Wenn keine tatsächliche Entbindung des Arztes von der Verschwiegenheitspflicht vorliegt, ist von einem auf Entbindung gerichteten mutmaßlichen (hypothetischen) Willen des Verstorbenen auszugehen
GZ 2 Ob 162/16m, 27.07.2017
OGH: Nach § 54 ÄrzteG sind der Arzt und seine Hilfspersonen zur Verschwiegenheit über alle ihnen in Ausübung ihres Berufs anvertrauten oder bekannt gewordenen Geheimnisse verpflichtet.
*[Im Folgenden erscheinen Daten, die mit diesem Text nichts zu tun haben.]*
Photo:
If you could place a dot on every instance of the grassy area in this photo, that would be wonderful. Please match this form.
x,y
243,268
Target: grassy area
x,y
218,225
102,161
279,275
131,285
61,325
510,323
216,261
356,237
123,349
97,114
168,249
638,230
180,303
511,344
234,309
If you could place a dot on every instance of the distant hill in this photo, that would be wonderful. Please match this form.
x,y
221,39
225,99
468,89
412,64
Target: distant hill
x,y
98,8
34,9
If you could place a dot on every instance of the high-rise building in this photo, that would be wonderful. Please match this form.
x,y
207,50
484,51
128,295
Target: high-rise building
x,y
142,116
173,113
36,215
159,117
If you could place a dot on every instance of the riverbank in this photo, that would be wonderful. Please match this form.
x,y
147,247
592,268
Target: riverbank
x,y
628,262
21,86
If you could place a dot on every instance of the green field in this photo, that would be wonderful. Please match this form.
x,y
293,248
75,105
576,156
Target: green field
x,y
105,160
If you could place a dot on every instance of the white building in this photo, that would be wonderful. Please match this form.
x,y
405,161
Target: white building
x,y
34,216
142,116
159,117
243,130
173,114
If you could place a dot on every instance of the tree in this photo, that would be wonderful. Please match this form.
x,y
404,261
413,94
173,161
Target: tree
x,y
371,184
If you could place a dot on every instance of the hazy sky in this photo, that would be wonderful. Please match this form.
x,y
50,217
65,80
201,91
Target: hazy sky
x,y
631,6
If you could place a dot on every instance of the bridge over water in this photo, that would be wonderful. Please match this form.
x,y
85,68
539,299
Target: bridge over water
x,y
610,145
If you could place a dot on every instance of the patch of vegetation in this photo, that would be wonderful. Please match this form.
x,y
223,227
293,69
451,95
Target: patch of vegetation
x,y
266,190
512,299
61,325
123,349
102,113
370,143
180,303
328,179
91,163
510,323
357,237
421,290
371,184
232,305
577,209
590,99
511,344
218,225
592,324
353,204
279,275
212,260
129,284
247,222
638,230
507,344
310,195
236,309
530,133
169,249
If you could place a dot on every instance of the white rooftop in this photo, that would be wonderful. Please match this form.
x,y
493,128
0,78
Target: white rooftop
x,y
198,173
Die Verschwiegenheitspflicht besteht ua dann nicht, wenn die durch die Offenbarung des Geheimnisses bedrohte Person den Arzt von der Geheimhaltung entbunden hat (Z 3) und wenn die Offenbarung des Geheimnisses nach Art und Inhalt zum Schutz höherwertiger Interessen a) der öffentlichen Gesundheitspflege, b) der Rechtspflege und c) von einwilligungsunfähigen Patienten iZm der Bereitstellung der für die Behandlungskontinuität unerlässlichen Eckdaten gegenüber den mit der Pflege betrauten Personen (Z 4) unbedingt erforderlich ist.
Diese Rechtslage könnte nahe legen, dass der Arzt als Geheimnisträger bei Fragen zur Gesundheit des Patienten nach dessen Tod stets der unbedingten und uneingeschränkten Verschwiegenheitspflicht unterliegt, sofern er nicht schon zu Lebzeiten des Patienten von ihr entbunden wurde. Diese Annahme trifft jedoch nicht zu, es ist vielmehr zu fragen, ob - wenn keine tatsächliche Entbindung vorliegt - von einem auf Entbindung gerichteten mutmaßlichen (hypothetischen) Willen des Verstorbenen auszugehen ist.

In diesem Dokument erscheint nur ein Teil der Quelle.